I can’t help but think we’ve seen these Warriors before.

And no, it wasn’t during a championship season.

I imagine many of you have blissfully forgotten the Dubs’ 2021 campaign, but it’s evident that Warriors coach Steve Kerr hasn’t.

Amid a season heading off the rails, he has stolen the blueprint of that ’21 season to return the Warriors to respectability.

But ultimately, respectability seems like the extent of what can be achieved.

The 2021 Warriors started their COVID-shortened sprint of a regular season with a 23-27 record. That was an improvement from the year prior, when the Warriors were the worst team in the league, but it was still a major disappointment for a team that had Draymond Green and Steph Curry and had traded for Andrew Wiggins the previous February.

Those Dubs lacked a rhythm, an identity, and any sense of cohesion. James Wiseman, the No. 2 overall pick in the prior year’s draft, wasn’t a fit. Kelly Oubre a late offseason acquisition signed to fill the vacancy left by Klay Thompson, who was missing a second consecutive season to injury, was a disaster. Things were falling apart in the critical stretch of the season — the Warriors lost all but five of 18 games between March and early April (the season ended in mid-May.)

Desperate times called for desperate measures. With roughly a month to play, Kerr made three significant moves.

He shortened his rotation to eight players, ostensibly dumping Oubre (Wiseman was injured) and replacing him with Mychal Mulder and a kid named Jordan Poole.

He inserted Juan Toscano-Anderson into the rotation, as well.

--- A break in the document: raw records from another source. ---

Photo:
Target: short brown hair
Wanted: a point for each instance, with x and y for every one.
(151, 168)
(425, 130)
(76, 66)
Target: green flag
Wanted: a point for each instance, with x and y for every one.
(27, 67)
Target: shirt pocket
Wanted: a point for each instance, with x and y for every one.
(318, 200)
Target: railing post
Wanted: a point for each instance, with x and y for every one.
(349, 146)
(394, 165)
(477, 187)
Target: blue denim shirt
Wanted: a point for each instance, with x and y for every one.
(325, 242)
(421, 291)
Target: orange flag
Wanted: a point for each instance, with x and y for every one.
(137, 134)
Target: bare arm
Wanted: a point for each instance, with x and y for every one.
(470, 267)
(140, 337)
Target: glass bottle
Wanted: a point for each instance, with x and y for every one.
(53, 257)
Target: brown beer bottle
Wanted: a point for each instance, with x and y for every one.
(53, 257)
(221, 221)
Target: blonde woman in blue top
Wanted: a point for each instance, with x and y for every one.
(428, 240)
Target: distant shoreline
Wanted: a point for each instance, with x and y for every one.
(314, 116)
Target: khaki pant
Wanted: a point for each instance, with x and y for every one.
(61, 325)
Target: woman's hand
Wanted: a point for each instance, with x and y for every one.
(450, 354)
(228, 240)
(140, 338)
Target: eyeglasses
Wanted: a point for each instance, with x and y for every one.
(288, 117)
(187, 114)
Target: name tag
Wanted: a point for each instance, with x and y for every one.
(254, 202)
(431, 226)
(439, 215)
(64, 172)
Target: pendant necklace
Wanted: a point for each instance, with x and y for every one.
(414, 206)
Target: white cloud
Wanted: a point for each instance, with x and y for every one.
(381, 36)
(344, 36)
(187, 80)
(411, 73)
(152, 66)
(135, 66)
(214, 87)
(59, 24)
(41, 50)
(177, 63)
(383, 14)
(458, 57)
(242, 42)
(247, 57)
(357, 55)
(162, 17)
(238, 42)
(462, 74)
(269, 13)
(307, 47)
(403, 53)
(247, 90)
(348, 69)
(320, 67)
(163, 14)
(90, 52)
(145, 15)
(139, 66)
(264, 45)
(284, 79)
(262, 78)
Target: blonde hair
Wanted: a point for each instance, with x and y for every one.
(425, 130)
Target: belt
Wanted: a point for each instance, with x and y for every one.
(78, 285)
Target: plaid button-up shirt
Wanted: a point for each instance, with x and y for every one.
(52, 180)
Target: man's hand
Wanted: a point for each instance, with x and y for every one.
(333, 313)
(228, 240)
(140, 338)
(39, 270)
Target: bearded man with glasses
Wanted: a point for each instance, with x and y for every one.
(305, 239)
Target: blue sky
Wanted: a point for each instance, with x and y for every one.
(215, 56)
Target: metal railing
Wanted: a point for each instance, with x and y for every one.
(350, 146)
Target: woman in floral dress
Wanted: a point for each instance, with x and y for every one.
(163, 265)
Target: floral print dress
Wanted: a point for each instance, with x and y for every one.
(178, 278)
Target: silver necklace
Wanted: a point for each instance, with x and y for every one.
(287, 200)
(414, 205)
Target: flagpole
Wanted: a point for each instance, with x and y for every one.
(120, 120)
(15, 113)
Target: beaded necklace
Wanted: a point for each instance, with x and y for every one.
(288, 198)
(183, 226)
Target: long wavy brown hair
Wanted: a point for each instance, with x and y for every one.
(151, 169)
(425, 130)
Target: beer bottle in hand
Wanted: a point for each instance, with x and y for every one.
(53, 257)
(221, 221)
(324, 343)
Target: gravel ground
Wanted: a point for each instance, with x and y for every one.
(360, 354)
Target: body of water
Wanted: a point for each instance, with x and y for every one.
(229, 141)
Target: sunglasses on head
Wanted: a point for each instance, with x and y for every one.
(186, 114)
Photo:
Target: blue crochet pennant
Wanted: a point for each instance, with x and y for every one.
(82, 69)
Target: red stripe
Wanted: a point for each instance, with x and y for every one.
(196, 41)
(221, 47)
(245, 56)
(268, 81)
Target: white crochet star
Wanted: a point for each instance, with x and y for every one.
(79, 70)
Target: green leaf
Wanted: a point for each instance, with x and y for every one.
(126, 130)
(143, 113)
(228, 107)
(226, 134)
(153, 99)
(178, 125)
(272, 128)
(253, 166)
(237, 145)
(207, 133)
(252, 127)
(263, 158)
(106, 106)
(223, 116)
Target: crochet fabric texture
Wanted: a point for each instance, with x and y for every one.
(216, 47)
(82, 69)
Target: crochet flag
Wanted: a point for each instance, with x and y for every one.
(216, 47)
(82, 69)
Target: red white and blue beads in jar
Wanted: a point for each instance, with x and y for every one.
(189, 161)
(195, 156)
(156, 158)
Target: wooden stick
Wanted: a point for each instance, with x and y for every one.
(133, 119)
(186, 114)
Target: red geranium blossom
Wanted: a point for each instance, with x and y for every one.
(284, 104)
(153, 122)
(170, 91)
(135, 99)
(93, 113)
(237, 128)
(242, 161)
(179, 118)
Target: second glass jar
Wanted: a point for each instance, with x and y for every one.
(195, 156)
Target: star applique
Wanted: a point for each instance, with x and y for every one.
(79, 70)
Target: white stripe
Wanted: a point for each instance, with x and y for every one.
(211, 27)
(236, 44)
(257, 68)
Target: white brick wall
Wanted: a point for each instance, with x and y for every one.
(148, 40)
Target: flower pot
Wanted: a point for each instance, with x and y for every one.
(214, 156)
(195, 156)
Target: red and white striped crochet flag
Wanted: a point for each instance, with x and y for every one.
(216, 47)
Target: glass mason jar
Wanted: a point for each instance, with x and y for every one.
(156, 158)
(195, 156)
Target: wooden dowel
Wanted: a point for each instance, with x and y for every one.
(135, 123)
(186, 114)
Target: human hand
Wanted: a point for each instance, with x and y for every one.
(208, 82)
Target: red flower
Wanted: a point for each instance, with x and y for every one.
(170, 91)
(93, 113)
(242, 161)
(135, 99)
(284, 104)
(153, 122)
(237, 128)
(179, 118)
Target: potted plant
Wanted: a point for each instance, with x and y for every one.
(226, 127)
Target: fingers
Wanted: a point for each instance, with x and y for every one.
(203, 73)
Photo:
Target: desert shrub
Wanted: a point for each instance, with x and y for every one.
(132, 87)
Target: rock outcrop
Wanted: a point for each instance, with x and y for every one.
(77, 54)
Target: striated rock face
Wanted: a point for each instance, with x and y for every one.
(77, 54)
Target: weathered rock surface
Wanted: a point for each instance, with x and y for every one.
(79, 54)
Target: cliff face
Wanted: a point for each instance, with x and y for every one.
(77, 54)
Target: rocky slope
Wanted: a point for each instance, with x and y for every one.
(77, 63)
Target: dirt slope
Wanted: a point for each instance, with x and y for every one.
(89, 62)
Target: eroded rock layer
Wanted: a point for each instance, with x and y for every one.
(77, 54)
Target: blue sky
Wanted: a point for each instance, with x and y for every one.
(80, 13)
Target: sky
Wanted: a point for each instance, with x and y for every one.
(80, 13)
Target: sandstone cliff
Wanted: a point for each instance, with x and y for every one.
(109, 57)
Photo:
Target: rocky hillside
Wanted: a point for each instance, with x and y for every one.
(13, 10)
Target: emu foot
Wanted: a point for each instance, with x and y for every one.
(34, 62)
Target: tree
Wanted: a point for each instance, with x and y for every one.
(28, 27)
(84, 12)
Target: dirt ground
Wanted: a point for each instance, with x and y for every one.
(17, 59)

But the most crucial change was making Green the team’s starting center. The Warriors were going to play small-ball down the stretch.

Remind you of anything?

That Warriors team looked good down the home stretch, going 15-5 to end the regular season, including six straight wins at home to end. Curry went thermonuclear, averaging 37 points over his final 22 games.

The Warriors made the play-in tournament, but lost both games.

They ran out of gas.

And that’s my fear with this season’s Warriors, too.

Now, it should be noted that these Dubs are in a much different situation. They’re deeper. They’re more talented.

But they started sprinting on Jan. 27 — the game Kerr made Green the team’s starting center — and they need to make it to mid-April to merely make the postseason. And we saw some sputtering this week.

The Warriors’ loss to the Clippers on Wednesday and near-loss to the Jazz on Thursday showed a team pushing up against its limits. This, like the 2021 team, is a one-trick pony. It’s a hell of a trick, but can it get them to the finish line?

And if it can, will it take them any further?